Marco D’Amore – Piccolo Miracolo
Se Salvatore Esposito è Genny Savastano, Marco D’Amore è Ciro Di Marzio: l’Immortale, il personaggio più amato di Gomorra, quello che il pubblico non ha voluto lasciar morire e che è tornato nel film L’Immortale del 2019, diretto dallo stesso D’Amore al suo esordio dietro la macchina da presa. Il 2026 lo ritrova protagonista di Piccolo Miracolo, diretto da Guido Chiesa e in sala dal 25 giugno, distribuito da 01 Distribution. Il film, tratto dal romanzo La Grazia del Demolitore, di Fabio Bartolomei, e adattato da Nicoletta Micheli su soggetto di Edoardo Leo, che è anche produttore, è stato presentato in anteprima al 72° Taormina Film Festival, dove D’Amore e il regista sono arrivati in total black sul red carpet. Al festival, Greta Scarano ha vinto il premio come Miglior Interprete Femminile. Il film vede D’Amore nei panni di Davide Lancia, un quarantenne benestante e figlio di un potente costruttore romano. Incaricato dal padre di demolire una vecchia palazzina per costruire appartamenti di lusso, Davide si scontra con Ursula, una donna non vedente interpretata da Greta Scarano, che si rifiuta di lasciare l’edificio.
L’incontro tra i due cambierà profondamente la sua vita. Il ruolo segna una netta svolta rispetto al passato: Davide è un uomo privilegiato e apparentemente snob, ma dotato di una sensibilità nascosta. Una scelta che conferma la volontà di D’Amore di affrancarsi dall’immagine di "l’Immortale", pur riconoscendo l’importanza che Gomorra ha avuto nella sua carriera.

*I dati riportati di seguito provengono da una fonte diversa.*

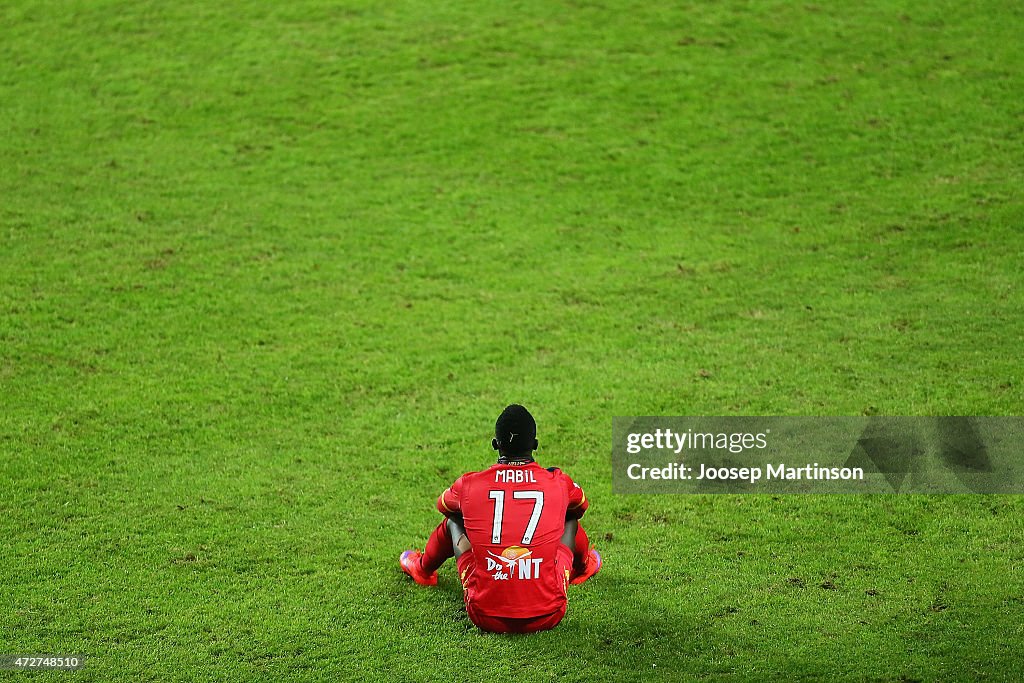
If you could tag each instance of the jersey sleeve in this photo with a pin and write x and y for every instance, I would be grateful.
(578, 500)
(450, 502)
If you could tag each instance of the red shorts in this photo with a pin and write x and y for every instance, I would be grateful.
(467, 565)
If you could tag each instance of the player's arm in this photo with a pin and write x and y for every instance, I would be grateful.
(449, 503)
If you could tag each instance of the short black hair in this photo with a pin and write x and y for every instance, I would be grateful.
(515, 430)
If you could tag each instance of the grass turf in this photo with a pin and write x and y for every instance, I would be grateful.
(269, 272)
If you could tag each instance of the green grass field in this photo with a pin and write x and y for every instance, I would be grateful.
(268, 272)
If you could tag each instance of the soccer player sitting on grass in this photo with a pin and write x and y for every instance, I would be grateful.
(514, 531)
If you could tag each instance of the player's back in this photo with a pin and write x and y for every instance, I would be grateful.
(514, 515)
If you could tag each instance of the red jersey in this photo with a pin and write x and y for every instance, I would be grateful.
(514, 516)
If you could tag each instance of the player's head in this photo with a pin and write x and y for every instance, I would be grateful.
(515, 433)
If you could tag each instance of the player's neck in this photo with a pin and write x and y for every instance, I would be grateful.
(515, 461)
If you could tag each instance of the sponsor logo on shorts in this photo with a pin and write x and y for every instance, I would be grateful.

Arturo Muselli – dalla Camorra ai Peaky Blinders
C’è un quarto attore di Gomorra che nel 2026 sta facendo parlare tanto di sé, non con un film in sala ma con un annuncio che ha fatto il giro del mondo: Arturo Muselli entra nel cast del sequel televisivo di Peaky Blinders. Muselli nella serie Sky era Enzo "Sangueblù", giovane boss del centro storico di Napoli, personaggio carismatico e leale diventato uno dei più amati delle ultime stagioni. Nella vita, è un attore con una formazione solida e internazionale: laureato in Filologia Moderna alla Federico II di Napoli, si è poi perfezionato a Londra presso The Actors Centre, debuttando al cinema con Paolo Sorrentino in Le Conseguenze dell’Amore e costruendo una carriera che include il Commissario Ricciardi. La nuova serie di Peaky Blinders arriverà dopo il film conclusivo The Immortal Man e sarà ambientata nel 1953. Composta da due stagioni da sei episodi, vedrà protagonisti Jamie Bell e Charlie Heaton.
Muselli interpreterà Angelo, membro della nuova generazione della celebre gang. Nel cast saranno presenti anche Samuel Bottomley, Eugene Collins, Lucie Shorthouse, oltre ai veterani Ned Dennehy e Packy Lee. Conleth Hill sarà invece il capo della famiglia rivale Keeler. Per l’attore napoletano si tratta di un importante riconoscimento internazionale, che conferma la crescita di un talento emerso grazie a Gomorra ma ormai affermato anche oltre i confini italiani.